What can parents do?
Sparacino said she encourages parents to think of this as “sharing a roadmap,” not “handing over the keys.”
“You don’t have to disclose every line item, but you do need to give your family enough clarity to carry out your wishes without guesswork,” she said.
Key points parents should address include overall goals and values. In other words, talk about what you most want your money to do—protect a spouse, support kids, fund grandkids’ education, give to charity, preserve a family home?
Another important point is who is in charge of what: who is your executor, who has financial power of attorney if you’re incapacitated, who is your healthcare proxy or medical decision-maker?
“This alone can prevent massive confusion in an emergency,” she said.
Of course, health and long-term care plans are also crucial, including whether you have an advance directive or living will, whether you want to stay at home as long as possible, or are open to assisted living, and how you plan to pay for care. Finally, parents need to be open about the basic shape of their estate, how things are being divided and why, and where to find important documents such as wills, policies, and key contacts.

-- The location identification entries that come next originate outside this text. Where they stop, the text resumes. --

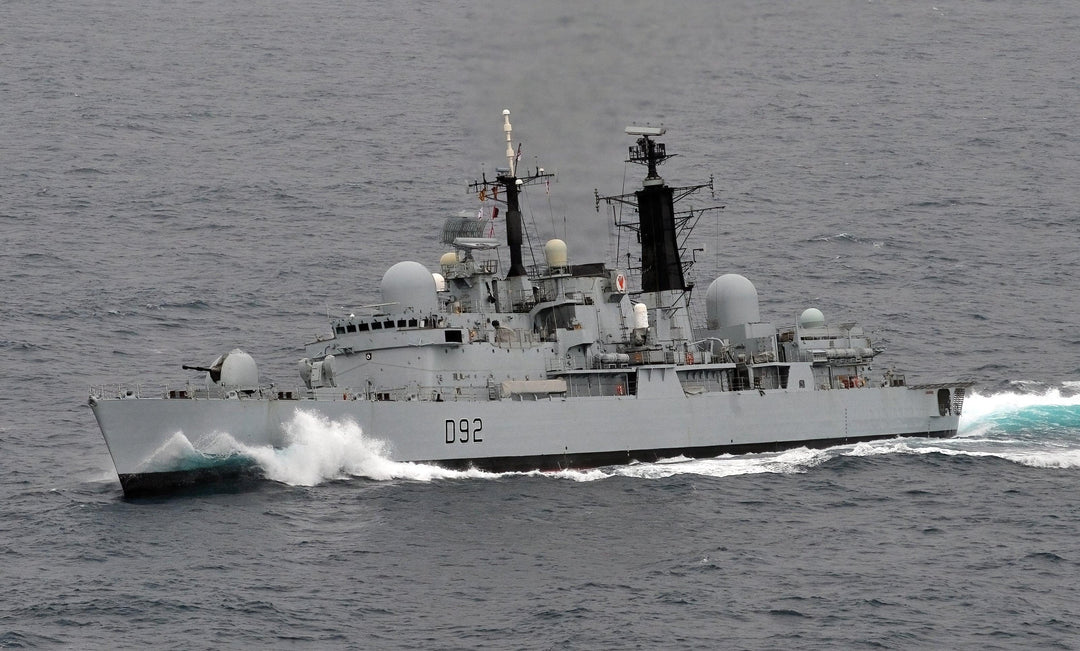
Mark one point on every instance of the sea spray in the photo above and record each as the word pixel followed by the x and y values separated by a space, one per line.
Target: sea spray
pixel 320 449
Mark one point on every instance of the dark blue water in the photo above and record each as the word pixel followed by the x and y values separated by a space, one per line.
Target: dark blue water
pixel 178 179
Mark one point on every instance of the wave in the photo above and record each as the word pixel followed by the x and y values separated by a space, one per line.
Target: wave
pixel 1033 430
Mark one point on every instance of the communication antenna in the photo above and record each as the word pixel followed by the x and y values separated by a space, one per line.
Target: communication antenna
pixel 510 145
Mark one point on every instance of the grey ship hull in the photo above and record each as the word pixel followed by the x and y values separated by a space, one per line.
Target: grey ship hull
pixel 562 365
pixel 161 444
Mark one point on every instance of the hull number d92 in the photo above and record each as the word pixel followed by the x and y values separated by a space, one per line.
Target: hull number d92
pixel 464 430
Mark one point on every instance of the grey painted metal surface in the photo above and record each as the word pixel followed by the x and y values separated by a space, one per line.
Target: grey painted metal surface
pixel 565 365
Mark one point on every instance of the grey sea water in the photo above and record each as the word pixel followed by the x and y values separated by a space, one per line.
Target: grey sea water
pixel 181 178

As for when the right moment is to have these discussions, several experts said that with the holidays coming up, family gatherings can be a good starting point.
“Even starting with what you don’t want can help clarify what you do want—preventing confusion and giving your family clarity, comfort, and peace of mind,” Noelle McEntee Legado, CEO and co-founder of estate planning firm Legado, said.
What can heirs do?
Now, adult children also have a role in these sometimes-difficult conversations. Viktorin recommends approaching them with empathy and framing it as a way to honor your parents’ wishes. She said that good starter questions include: asking them what matters most to you as you think about the future; “Do you have a will or estate plan?”; “Who would you want to make decisions if you couldn’t?; “How can we help make sure your wishes are carried out?”

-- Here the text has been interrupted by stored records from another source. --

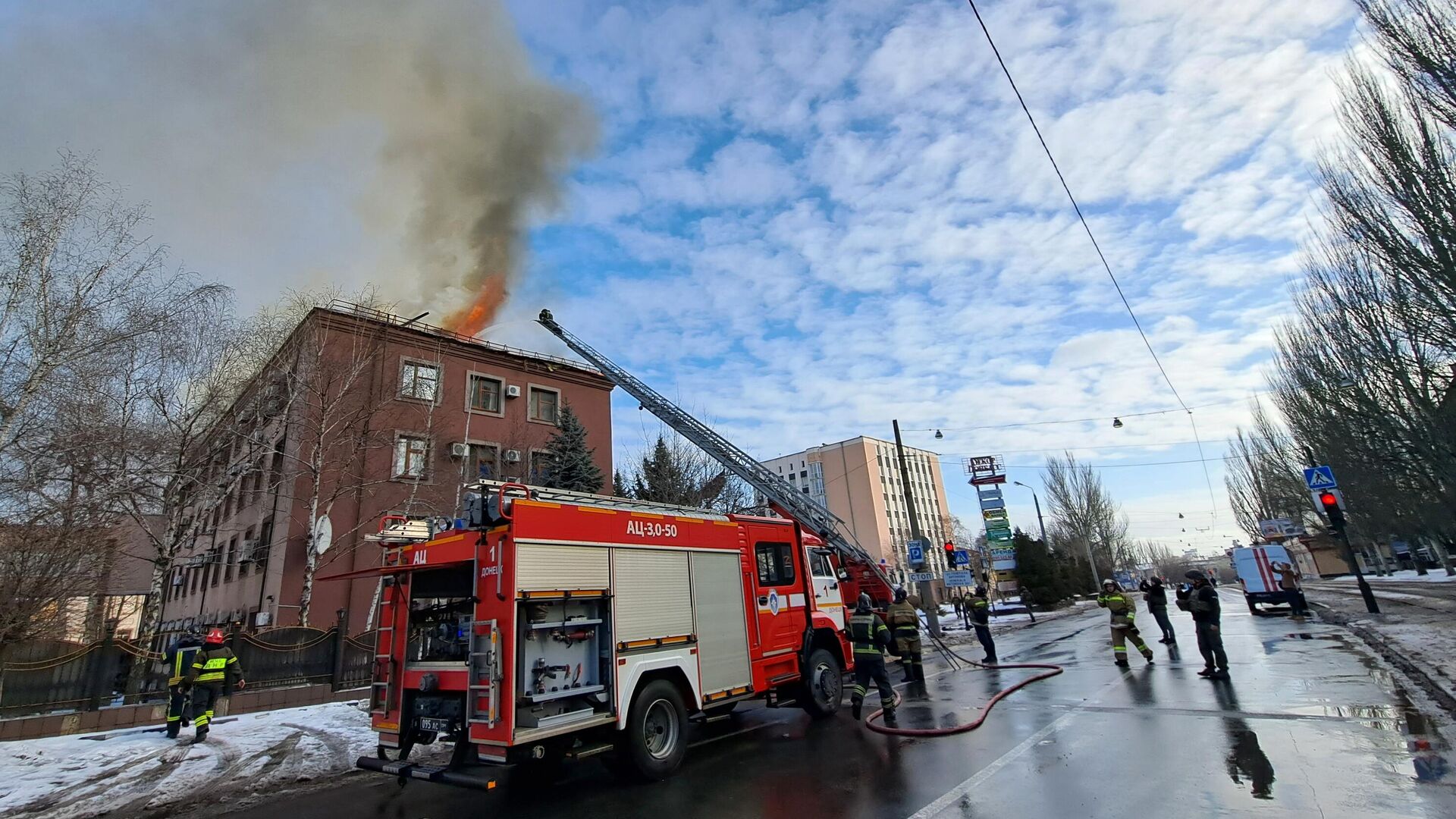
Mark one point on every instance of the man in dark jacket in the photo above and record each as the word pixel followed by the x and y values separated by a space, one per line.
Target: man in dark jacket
pixel 178 664
pixel 1156 598
pixel 871 639
pixel 215 672
pixel 1203 602
pixel 905 627
pixel 981 618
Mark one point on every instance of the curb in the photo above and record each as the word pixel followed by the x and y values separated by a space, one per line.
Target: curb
pixel 1381 646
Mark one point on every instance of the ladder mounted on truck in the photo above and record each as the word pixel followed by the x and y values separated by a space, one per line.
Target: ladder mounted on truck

Finally, as Sparacino puts it: Make it a series, not a summit — shorter, recurring conversations about healthcare this month, about the will next month, about the house later —are more realistic and less emotionally loaded.
She said that using professionals, such as financial advisors, estate attorneys, and sometimes therapists or family coaches, can also be helpful, as they can act as “referees” in sensitive conversations, especially in blended families or where there’s already tension. Delaney Haley, who oversees customer care at estate settlement platform Alix, echoed the sentiment, saying that asking for help can also be difficult, but can alleviate many headaches.
Most people who are going through the process of settling a loved one’s estate simply want to do a good job and ensure that their loved one’s final wishes are honored, said Haley.
“ That’s a beautiful thing, but it’s not always an easy thing. What I would tell people is that it’s ok to ask for help,” she said. “The estate settlement process as it stands today is hard to navigate, and it’s needlessly archaic and complicated. Hiring someone to help doesn’t mean you’re shirking your responsibility; it means that you’re going to ensure that it’s done correctly.”
Finally, remember the emotional layer.
As Sparacino explained, for many older adults, the estate conversation is not just about money; it’s about legacy, fairness, and fear of becoming a burden. Asking, “What do you hope we remember about you and how you handled money?” often opens a much deeper, more meaningful dialogue than ‘What am I getting?’,” she said.
“Talking about inheritance isn’t about being morbid or greedy — it’s about making sure the people you love are cared for, not confused, when they need clarity the most,” she added.